Magna Carta of 1215 was not really intended to be a list of rights for Englishmen or even the barons themselves. It was more like a contract in which John bound himself to abide by its provisions. The barons only wanted King John to satisfy their complaints against his abusive rule, not overthrow the monarchy. The real significance of this document lies in the basic idea that a ruler, just like everyone else, is subject to the rule of law. When King John agreed to Magna Carta, he admitted that the law was above the king’s will, a revolutionary idea in 1215.
Aftermath
King John surrendered significant power when he agreed to Magna Carta. It is doubtful that he really ever intended to live up to all his promises. While John did satisfy some of the barons’ personal grievances, he secretly wrote the Pope asking him to cancel Magna Carta on the grounds that he signed it against his will. At the same time he continued to build up his mercenary army. Not trusting John’s intentions, the rebel barons held on to London and maintained their own army.

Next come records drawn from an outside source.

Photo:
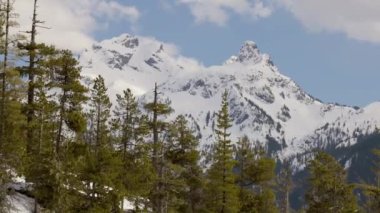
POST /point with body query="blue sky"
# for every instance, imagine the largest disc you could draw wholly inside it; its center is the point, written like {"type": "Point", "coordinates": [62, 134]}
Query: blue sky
{"type": "Point", "coordinates": [331, 48]}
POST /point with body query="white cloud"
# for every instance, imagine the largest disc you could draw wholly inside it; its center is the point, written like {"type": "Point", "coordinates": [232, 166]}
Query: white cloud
{"type": "Point", "coordinates": [73, 22]}
{"type": "Point", "coordinates": [358, 19]}
{"type": "Point", "coordinates": [218, 11]}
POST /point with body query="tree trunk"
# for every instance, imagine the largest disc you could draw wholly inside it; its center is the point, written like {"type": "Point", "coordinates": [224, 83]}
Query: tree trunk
{"type": "Point", "coordinates": [31, 86]}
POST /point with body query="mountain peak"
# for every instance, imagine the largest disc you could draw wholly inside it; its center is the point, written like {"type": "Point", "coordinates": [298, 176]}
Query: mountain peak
{"type": "Point", "coordinates": [249, 53]}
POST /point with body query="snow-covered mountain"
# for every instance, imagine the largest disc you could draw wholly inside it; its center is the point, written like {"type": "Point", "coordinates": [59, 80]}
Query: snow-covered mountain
{"type": "Point", "coordinates": [264, 104]}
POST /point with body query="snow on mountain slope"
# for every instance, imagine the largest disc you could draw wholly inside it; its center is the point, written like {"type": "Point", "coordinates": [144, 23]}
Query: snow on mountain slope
{"type": "Point", "coordinates": [135, 63]}
{"type": "Point", "coordinates": [265, 105]}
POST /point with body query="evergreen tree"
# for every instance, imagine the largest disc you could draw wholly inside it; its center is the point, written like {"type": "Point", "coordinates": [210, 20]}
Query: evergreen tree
{"type": "Point", "coordinates": [329, 191]}
{"type": "Point", "coordinates": [129, 130]}
{"type": "Point", "coordinates": [185, 183]}
{"type": "Point", "coordinates": [158, 129]}
{"type": "Point", "coordinates": [222, 193]}
{"type": "Point", "coordinates": [101, 171]}
{"type": "Point", "coordinates": [285, 185]}
{"type": "Point", "coordinates": [256, 173]}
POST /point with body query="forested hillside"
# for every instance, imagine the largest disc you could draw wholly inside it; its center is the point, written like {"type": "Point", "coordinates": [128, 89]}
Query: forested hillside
{"type": "Point", "coordinates": [67, 146]}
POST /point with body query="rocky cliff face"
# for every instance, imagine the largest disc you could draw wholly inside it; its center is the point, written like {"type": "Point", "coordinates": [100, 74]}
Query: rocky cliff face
{"type": "Point", "coordinates": [265, 105]}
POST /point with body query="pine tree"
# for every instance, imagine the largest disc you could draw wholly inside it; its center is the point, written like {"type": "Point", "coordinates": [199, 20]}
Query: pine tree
{"type": "Point", "coordinates": [329, 191]}
{"type": "Point", "coordinates": [129, 130]}
{"type": "Point", "coordinates": [222, 193]}
{"type": "Point", "coordinates": [157, 128]}
{"type": "Point", "coordinates": [285, 185]}
{"type": "Point", "coordinates": [66, 77]}
{"type": "Point", "coordinates": [256, 173]}
{"type": "Point", "coordinates": [185, 183]}
{"type": "Point", "coordinates": [101, 171]}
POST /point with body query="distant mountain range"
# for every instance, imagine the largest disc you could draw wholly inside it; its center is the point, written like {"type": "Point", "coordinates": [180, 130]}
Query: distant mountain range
{"type": "Point", "coordinates": [265, 105]}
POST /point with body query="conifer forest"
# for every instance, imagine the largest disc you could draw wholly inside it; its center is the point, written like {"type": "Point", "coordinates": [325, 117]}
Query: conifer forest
{"type": "Point", "coordinates": [66, 146]}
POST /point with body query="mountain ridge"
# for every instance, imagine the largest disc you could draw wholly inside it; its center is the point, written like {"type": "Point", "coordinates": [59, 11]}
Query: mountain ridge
{"type": "Point", "coordinates": [264, 104]}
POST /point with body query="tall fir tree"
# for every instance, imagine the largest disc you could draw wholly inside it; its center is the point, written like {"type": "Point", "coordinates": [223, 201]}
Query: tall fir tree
{"type": "Point", "coordinates": [129, 131]}
{"type": "Point", "coordinates": [158, 127]}
{"type": "Point", "coordinates": [328, 190]}
{"type": "Point", "coordinates": [255, 179]}
{"type": "Point", "coordinates": [285, 186]}
{"type": "Point", "coordinates": [222, 193]}
{"type": "Point", "coordinates": [101, 171]}
{"type": "Point", "coordinates": [185, 182]}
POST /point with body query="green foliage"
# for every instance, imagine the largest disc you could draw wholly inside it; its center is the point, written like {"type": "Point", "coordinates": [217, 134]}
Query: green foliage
{"type": "Point", "coordinates": [221, 191]}
{"type": "Point", "coordinates": [329, 191]}
{"type": "Point", "coordinates": [185, 181]}
{"type": "Point", "coordinates": [256, 173]}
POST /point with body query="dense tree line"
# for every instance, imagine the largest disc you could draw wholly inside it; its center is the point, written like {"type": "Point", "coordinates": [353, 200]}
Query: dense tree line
{"type": "Point", "coordinates": [81, 154]}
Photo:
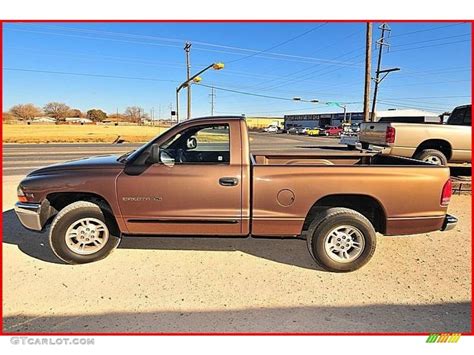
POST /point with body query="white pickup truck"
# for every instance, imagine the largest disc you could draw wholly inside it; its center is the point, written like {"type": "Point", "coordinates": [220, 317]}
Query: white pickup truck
{"type": "Point", "coordinates": [435, 143]}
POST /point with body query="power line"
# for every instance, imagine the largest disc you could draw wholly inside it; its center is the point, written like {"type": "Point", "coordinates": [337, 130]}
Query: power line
{"type": "Point", "coordinates": [269, 55]}
{"type": "Point", "coordinates": [88, 74]}
{"type": "Point", "coordinates": [433, 45]}
{"type": "Point", "coordinates": [279, 44]}
{"type": "Point", "coordinates": [427, 30]}
{"type": "Point", "coordinates": [431, 40]}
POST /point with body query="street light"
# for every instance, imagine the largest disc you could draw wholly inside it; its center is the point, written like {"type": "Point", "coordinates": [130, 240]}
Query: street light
{"type": "Point", "coordinates": [344, 107]}
{"type": "Point", "coordinates": [194, 79]}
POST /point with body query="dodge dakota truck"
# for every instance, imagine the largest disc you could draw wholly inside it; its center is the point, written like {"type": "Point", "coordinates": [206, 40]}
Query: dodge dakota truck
{"type": "Point", "coordinates": [433, 143]}
{"type": "Point", "coordinates": [200, 178]}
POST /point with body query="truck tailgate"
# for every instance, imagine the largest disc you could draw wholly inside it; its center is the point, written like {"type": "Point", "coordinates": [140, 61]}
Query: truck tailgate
{"type": "Point", "coordinates": [373, 132]}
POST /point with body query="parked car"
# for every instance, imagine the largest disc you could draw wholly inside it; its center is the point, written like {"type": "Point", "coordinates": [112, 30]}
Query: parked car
{"type": "Point", "coordinates": [302, 130]}
{"type": "Point", "coordinates": [434, 143]}
{"type": "Point", "coordinates": [333, 131]}
{"type": "Point", "coordinates": [199, 178]}
{"type": "Point", "coordinates": [316, 131]}
{"type": "Point", "coordinates": [292, 130]}
{"type": "Point", "coordinates": [271, 129]}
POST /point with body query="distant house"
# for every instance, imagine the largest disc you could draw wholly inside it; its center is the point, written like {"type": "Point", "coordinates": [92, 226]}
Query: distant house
{"type": "Point", "coordinates": [44, 119]}
{"type": "Point", "coordinates": [78, 120]}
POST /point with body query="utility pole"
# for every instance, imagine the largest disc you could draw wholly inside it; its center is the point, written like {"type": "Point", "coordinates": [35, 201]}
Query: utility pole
{"type": "Point", "coordinates": [381, 43]}
{"type": "Point", "coordinates": [187, 49]}
{"type": "Point", "coordinates": [368, 69]}
{"type": "Point", "coordinates": [212, 95]}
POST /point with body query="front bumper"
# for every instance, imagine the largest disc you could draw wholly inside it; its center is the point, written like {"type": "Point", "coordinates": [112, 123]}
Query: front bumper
{"type": "Point", "coordinates": [34, 215]}
{"type": "Point", "coordinates": [449, 223]}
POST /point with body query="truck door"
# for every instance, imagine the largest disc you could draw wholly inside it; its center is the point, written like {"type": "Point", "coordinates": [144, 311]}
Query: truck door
{"type": "Point", "coordinates": [194, 189]}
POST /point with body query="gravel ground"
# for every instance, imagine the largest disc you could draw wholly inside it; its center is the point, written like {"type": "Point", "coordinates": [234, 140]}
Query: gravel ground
{"type": "Point", "coordinates": [416, 283]}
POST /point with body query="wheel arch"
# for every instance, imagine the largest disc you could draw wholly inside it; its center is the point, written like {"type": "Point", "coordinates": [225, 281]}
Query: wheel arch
{"type": "Point", "coordinates": [435, 143]}
{"type": "Point", "coordinates": [59, 200]}
{"type": "Point", "coordinates": [367, 205]}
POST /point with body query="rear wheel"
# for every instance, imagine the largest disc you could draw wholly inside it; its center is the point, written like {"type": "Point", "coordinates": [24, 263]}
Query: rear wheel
{"type": "Point", "coordinates": [432, 156]}
{"type": "Point", "coordinates": [341, 239]}
{"type": "Point", "coordinates": [81, 233]}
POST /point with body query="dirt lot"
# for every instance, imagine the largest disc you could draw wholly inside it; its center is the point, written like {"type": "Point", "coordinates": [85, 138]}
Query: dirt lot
{"type": "Point", "coordinates": [418, 283]}
{"type": "Point", "coordinates": [50, 133]}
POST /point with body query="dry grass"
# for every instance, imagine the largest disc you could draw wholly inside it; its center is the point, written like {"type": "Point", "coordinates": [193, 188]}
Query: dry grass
{"type": "Point", "coordinates": [16, 133]}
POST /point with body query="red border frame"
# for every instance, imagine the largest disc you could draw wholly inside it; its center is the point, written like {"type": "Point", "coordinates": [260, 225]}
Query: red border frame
{"type": "Point", "coordinates": [2, 333]}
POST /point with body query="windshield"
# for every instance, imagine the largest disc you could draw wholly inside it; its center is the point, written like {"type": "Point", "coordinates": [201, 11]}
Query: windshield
{"type": "Point", "coordinates": [124, 157]}
{"type": "Point", "coordinates": [135, 153]}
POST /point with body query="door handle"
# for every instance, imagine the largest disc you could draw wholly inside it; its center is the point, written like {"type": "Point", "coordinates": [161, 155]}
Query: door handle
{"type": "Point", "coordinates": [228, 181]}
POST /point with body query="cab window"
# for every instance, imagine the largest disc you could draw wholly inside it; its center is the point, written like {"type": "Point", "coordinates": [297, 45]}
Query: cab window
{"type": "Point", "coordinates": [204, 144]}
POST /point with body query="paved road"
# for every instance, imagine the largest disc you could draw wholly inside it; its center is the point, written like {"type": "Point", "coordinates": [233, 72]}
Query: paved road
{"type": "Point", "coordinates": [20, 159]}
{"type": "Point", "coordinates": [418, 283]}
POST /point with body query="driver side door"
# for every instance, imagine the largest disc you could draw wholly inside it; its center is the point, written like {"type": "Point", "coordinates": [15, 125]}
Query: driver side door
{"type": "Point", "coordinates": [194, 189]}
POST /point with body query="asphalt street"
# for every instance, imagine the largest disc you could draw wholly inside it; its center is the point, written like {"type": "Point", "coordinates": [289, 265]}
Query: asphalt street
{"type": "Point", "coordinates": [20, 159]}
{"type": "Point", "coordinates": [418, 283]}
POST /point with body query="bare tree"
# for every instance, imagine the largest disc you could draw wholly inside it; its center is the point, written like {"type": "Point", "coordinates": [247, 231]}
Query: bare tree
{"type": "Point", "coordinates": [57, 110]}
{"type": "Point", "coordinates": [25, 111]}
{"type": "Point", "coordinates": [75, 113]}
{"type": "Point", "coordinates": [135, 114]}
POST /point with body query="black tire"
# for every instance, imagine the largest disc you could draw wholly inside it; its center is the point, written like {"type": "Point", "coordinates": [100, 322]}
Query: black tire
{"type": "Point", "coordinates": [70, 215]}
{"type": "Point", "coordinates": [432, 155]}
{"type": "Point", "coordinates": [327, 220]}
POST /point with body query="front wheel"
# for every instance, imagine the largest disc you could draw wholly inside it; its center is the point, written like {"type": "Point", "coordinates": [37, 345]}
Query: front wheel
{"type": "Point", "coordinates": [80, 233]}
{"type": "Point", "coordinates": [341, 239]}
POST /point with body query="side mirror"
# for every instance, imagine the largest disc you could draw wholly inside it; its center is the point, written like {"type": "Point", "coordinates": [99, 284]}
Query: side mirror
{"type": "Point", "coordinates": [166, 159]}
{"type": "Point", "coordinates": [191, 143]}
{"type": "Point", "coordinates": [154, 154]}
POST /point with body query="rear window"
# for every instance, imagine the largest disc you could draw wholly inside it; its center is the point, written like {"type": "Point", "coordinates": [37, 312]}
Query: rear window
{"type": "Point", "coordinates": [460, 117]}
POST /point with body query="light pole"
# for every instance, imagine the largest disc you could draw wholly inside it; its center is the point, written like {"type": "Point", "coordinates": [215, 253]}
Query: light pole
{"type": "Point", "coordinates": [196, 79]}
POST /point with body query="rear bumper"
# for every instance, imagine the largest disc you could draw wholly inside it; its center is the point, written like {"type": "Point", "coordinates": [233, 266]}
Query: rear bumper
{"type": "Point", "coordinates": [34, 215]}
{"type": "Point", "coordinates": [449, 223]}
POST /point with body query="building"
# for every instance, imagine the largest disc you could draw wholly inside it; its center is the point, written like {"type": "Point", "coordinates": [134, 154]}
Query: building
{"type": "Point", "coordinates": [336, 119]}
{"type": "Point", "coordinates": [263, 122]}
{"type": "Point", "coordinates": [321, 119]}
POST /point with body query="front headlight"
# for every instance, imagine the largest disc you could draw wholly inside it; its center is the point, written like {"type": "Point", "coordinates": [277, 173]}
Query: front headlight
{"type": "Point", "coordinates": [22, 195]}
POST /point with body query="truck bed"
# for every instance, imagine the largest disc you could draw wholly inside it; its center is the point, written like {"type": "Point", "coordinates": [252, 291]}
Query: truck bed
{"type": "Point", "coordinates": [345, 158]}
{"type": "Point", "coordinates": [288, 185]}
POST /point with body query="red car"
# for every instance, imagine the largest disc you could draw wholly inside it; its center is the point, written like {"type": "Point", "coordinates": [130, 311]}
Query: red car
{"type": "Point", "coordinates": [333, 131]}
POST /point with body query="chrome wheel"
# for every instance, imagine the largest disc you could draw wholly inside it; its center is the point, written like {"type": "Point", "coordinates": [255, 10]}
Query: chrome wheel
{"type": "Point", "coordinates": [344, 243]}
{"type": "Point", "coordinates": [433, 159]}
{"type": "Point", "coordinates": [87, 236]}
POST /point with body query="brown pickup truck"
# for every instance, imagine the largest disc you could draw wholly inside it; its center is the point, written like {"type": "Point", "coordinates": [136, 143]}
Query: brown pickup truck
{"type": "Point", "coordinates": [433, 143]}
{"type": "Point", "coordinates": [199, 178]}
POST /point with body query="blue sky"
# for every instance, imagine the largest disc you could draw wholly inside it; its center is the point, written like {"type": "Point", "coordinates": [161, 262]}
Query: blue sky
{"type": "Point", "coordinates": [323, 61]}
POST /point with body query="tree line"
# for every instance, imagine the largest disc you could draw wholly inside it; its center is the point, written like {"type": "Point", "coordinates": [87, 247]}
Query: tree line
{"type": "Point", "coordinates": [60, 111]}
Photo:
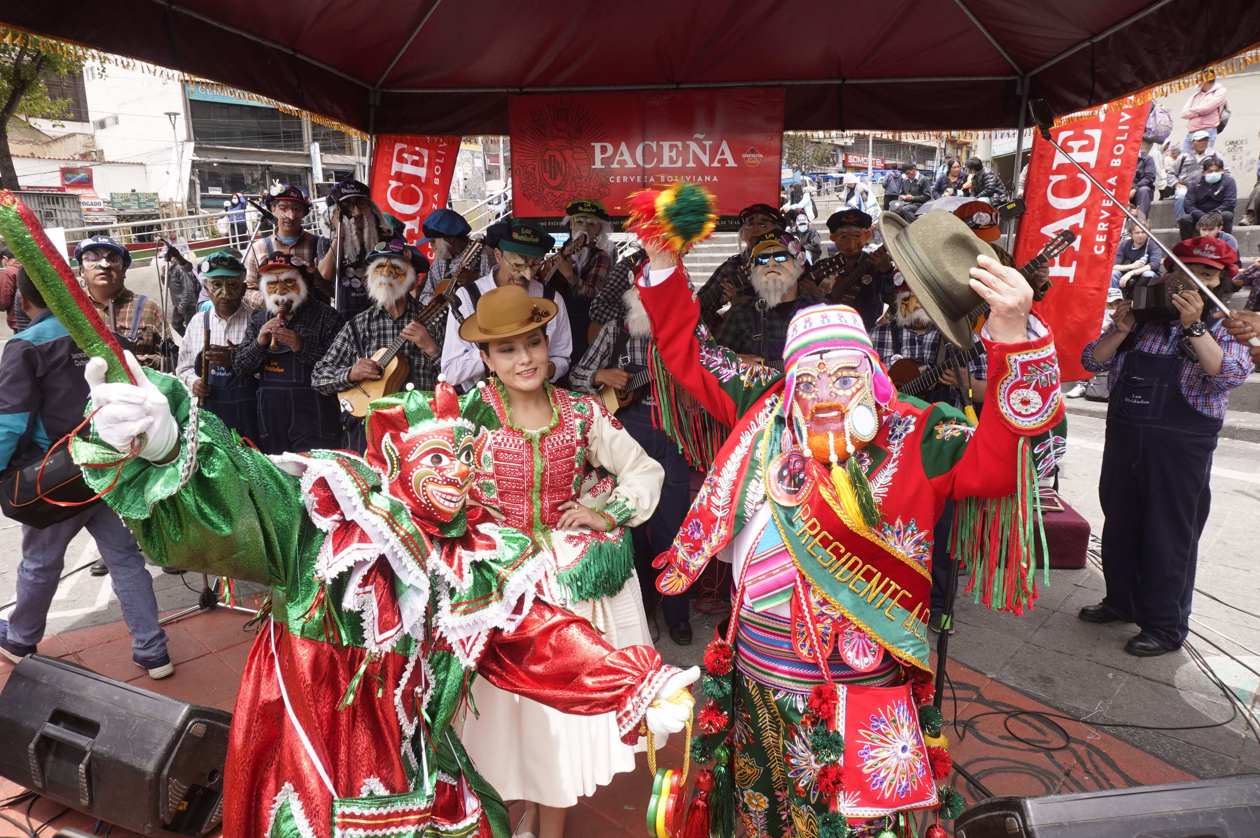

Pope Innocent III replied favorably to King John’s appeal. He condemned Magna Carta and declared it null and void. By September 1215, King John and his army were roving the countryside attacking the castles of individual barons, but he avoided the rebel stronghold of London. The barons charged that King John had defaulted on his agreement with them and they were justified in removing him from the throne. They offered the throne to the son of the French king, if he would aid their rebellion.
A long and bloody civil war loomed across England, when suddenly, King John died. A round of heavy eating and drinking apparently led to a case of dysentery causing his death on October 18, 1216. Ten days later John’s nine-year-old son, Henry, was crowned as the new king of England. With John out of the way, the conflict gradually ceased. Less than a month after Henry was crowned, his supporters confirmed Magna Carta in his name. This time it received the approval of the Pope.
Magna Carta, carrying with it the idea of “the rule of law,” was reconfirmed a number of times over the next 80 years, becoming a foundation of English law. Eventually, Magna Carta would become the source of important legal concepts found in our American Constitution and Bill of Rights. Among these are the principle of no taxation without representation and the right to a fair trial under law. These foundations of our own constitutional system had their beginnings in a meadow beside a river almost 800 years ago.